Last night ESPN aired a piece of original programming, a film called Catching Hell. It was directed by Alex Gibney (Enron: The Smartest Guys in the Room, Gonzo: The Life and Work of Dr. Hunter S. Thompson, and Client 9: The Rise and Fall of Eliot Spitzer) who, apparently, loves colons. I wish I could say it was a "great" documentary because it's about a story that I find absolutely fascinating, but my fascination is, I think, the thing that saved the doc from being pretty sub-par.
The story of Catching Hell is the story of Steve Bartman, the Cubs fan who may have interfered with a Cubs outfielder attempting to catch a foul ball in the 2003 NLCS. (That's "National League Championship Series" to you, the round of the playoffs before the World Series) The Cubs haven't won a World Series since 1908, are considered (by Cubs fans) to be cursed.
The Cubs were ahead 3-0 when Bartman reached over the wall in the top of the 8th inning of Game 6, but when on to lose that game and the decisive Game 7 to end their hopes of a World Series victory. The interesting thing for us is the fans' treatment of Bartman, both in the stadium after the fateful play and in the weeks and months following the end of the series.
I won't go into the details, except to say that Bartman has been in hiding, literally, since that day 8 years ago. He was tracked down by a journalist for this article several years ago, but that's it. He's been offered hundreds of thousands of dollars for appearances, autographs, and commercials, and has turned down every dime.

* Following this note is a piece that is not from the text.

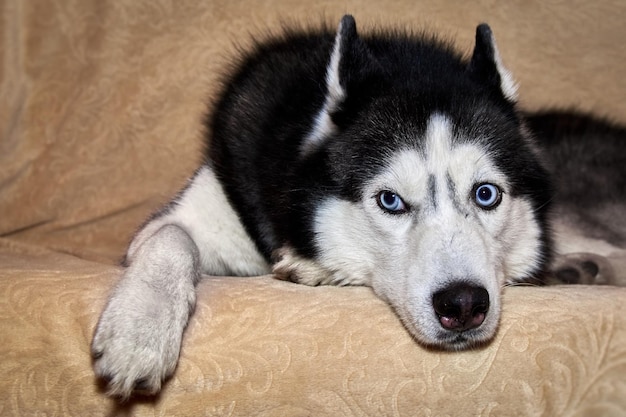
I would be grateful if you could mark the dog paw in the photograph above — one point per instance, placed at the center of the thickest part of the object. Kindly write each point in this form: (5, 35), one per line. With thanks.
(136, 343)
(582, 268)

He's gotten death threats, continually. It's a tragic story.
In the documentary, a Unitarian Universalist minister, The Rev. Kathleen Rolenz, offers a religious perspective. She compares Bartman to a sacrificial lamb, chosen by the "congregation" as the vessel into which they could pour their sins (or in this case, their hatred). Of course, the Rev. Ms. Rolenz is constrained by her beliefs; she can't talk about Jesus. Being a Unitarian Universalist, she doesn't think he's anything particularly special. The image of the crowd turning on an innocent and demanding his blood (proverbial in Bartman's case, and literal in Jesus') is a "universal" one, but it's also a particularly Christian one. Both Bartman and Christ were shouted at, spit on, and reviled.
It is our nature to turn our guilt into shouts of "Guilty!" directed at another. The stadium that night and the city of Chicago did it to Bartman in 2003 and the world did it to Jesus. A righteous man makes us all the angrier about our guilt. Here's hoping that Steve Bartman knows that Jesus went through an even more terrifying version (the weight of the sin of the world versus the scorn of a baseball stadium) of what he did, and that Jesus' sacrifice was chosen. And not only that, but that Christ died for Bartman, who ruined a game, and for all of us, in the face of all that we ruin.